Questo governo di ignobili cialtroni senza vergogna, mentre propone l’abolizione del super bollo sulle grosse cilindrate,ha deciso, violando gli accordi sindacali, il contratto di lavoro e le norme più elementari di decenza, che i lavoratori devono restituire gli scatti percepiti lo scorso anno con una detrazione di 150 euro sullo stipendio.
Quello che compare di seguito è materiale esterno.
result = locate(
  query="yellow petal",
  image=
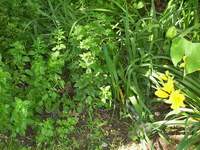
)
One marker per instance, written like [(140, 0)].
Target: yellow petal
[(163, 77), (162, 94), (169, 86), (176, 99)]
Per quale motivo e in base a quale principio un lavoratore debba restituire quanto gli è dovuto sta nella mente malata e gravemente danneggiata del ministro dell’economia.

Per la cronaca, il netto in busta paga su uno stipendio che parte da 1300 euro e arriva a 1700 dopo vent’anni di scuola, va dai settanta ai cento euro.

Ovviamente Matteo Renzi, impegnato a degustare i panini forniti da Eataly, non si occupa di queste minuzie: defraudare i lavoratori di quanto gli spetta non è cosa tanto grave da spingere il nuovo leader della nuova sinistra a spendere una parola a favore degli insegnanti.

La scuola, ancora una volta, diventa un serbatoio dove raccattare risorse e gli insegnanti carne da macello.

La seconda notizia riguarda il ministro Carrozza, che intende inviare un questionario on line alle famiglie per capire cosa non va nella scuola, come andrebbero reclutati i docenti, quali orari andrebbero attuati, ecc.

Mi chiedo: che cazzo paghiamo a fare un ministro dell’istruzione se deve chiedere agli altri cosa fare? A chi poi? Al popolo che segue trepidante il Grande fratello, a quelli che pensano che Berlusconi è un perseguitato politico, al popolo europeo che legge di meno in assoluto, agli aficionados della gazzetta dello sport, agli schiavi della lottomatica? Ma diamo i numeri?  Questa non è democrazia, non è populismo, questa è totale mancanza di cervello.

Ma soprattutto questa è una mancanza di rispetto totale nei confronti della classe docente italiana, un offesa senza precedenti alla loro dignità professionale e allo spirito di servizio che ogni giorno dimostrano. Perché, tanto che ci siamo, non chiediamo ai pendolari cosa bisognerebbe cambiare nelle ferrovie, o ai manifestanti che hanno subito le cariche della polizia nel 2001 a Genova di esprimere un giudizio sulle forze dell’ordine?

Lo propongo io un questionario on line: chiediamo agli italiani cosa ne pensano dei nullafacenti che siedono in parlamento.

Buon anno a tutti e se il buongiorno si vede dal mattino sono cazzi.